J ’en ai entendu parler lors d’une réunion de travail alors que j’évoquais les coûts induits par les inondations. J’ai d’abord vérifié les conditions d’éligibilité du prêt, et ai ensuite prévenu nos services financiers.
 Nous avons beaucoup apprécié l’initiative de La Banque Postale. Elle témoigne d’une vraie proximité avec les communes, une solidarité même, et son offre est la plus concrète et la plus facile à mettre en œuvre. Nous avons eu des propositions d’aides de la région, de la métropole, de l’Agence de l’eau Seine-Normandie… Excepté cette dernière, le montant de l’aide représente en moyenne 40 K€ par collectivité, ce qui ne couvre pas le besoin. Outre le taux 0%, particulièrement attractif, l’offre de La Banque Postale apporte une réponse rapide à un besoin urgent. Il n’est notamment pas nécessaire de dresser le détail des dépenses envisagées pour en bénéficier, ce qui permet de lancer rapidement certaines dépenses, toute l’information sur le pourquoi du prêt et son affectation étant bien sûr transmise au conseil municipal.

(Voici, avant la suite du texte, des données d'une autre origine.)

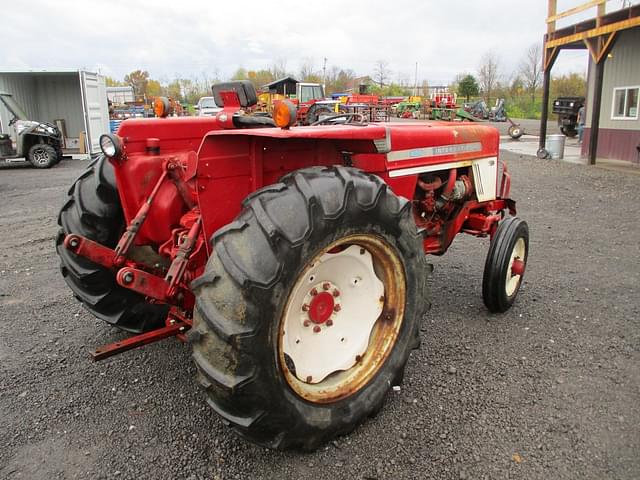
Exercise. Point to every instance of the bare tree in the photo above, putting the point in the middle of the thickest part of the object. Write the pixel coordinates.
(488, 74)
(381, 73)
(531, 69)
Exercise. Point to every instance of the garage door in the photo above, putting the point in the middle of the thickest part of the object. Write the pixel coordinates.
(94, 94)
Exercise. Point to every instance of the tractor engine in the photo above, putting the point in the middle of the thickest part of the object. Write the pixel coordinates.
(437, 197)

Et comment La Banque Postale a-t-elle traité votre besoin ?

Je n’ai pas été en contact direct avec La Banque Postale, mais j’ai eu des échos très favorables de ma directrice adjointe aux finances. Nos interlocuteurs ont fait preuve d’une grande écoute, avec une réelle compréhension des enjeux et des préoccupations qu’une commune peut avoir dans ce genre de situation. Nous avons expliqué ce à quoi serait destiné ce prêt : refaire les berges et les bords de Marne, et notamment les promenades dont les revêtements ont été particulièrement dégradés. Il fallait faire vite, les délais d’exécution pouvant être assez longs après l’engagement de la dépense. Nos interlocuteurs ont compris l’urgence de la situation et nous ont accompagnés dans l’instruction du dossier. Le prêt nous a été accordé environ 10 jours après notre premier appel à La Banque Postale. Nous aurions pu débloquer les fonds immédiatement, mais avons demandé leur versement après le vote du budget, prévu le 9 avril.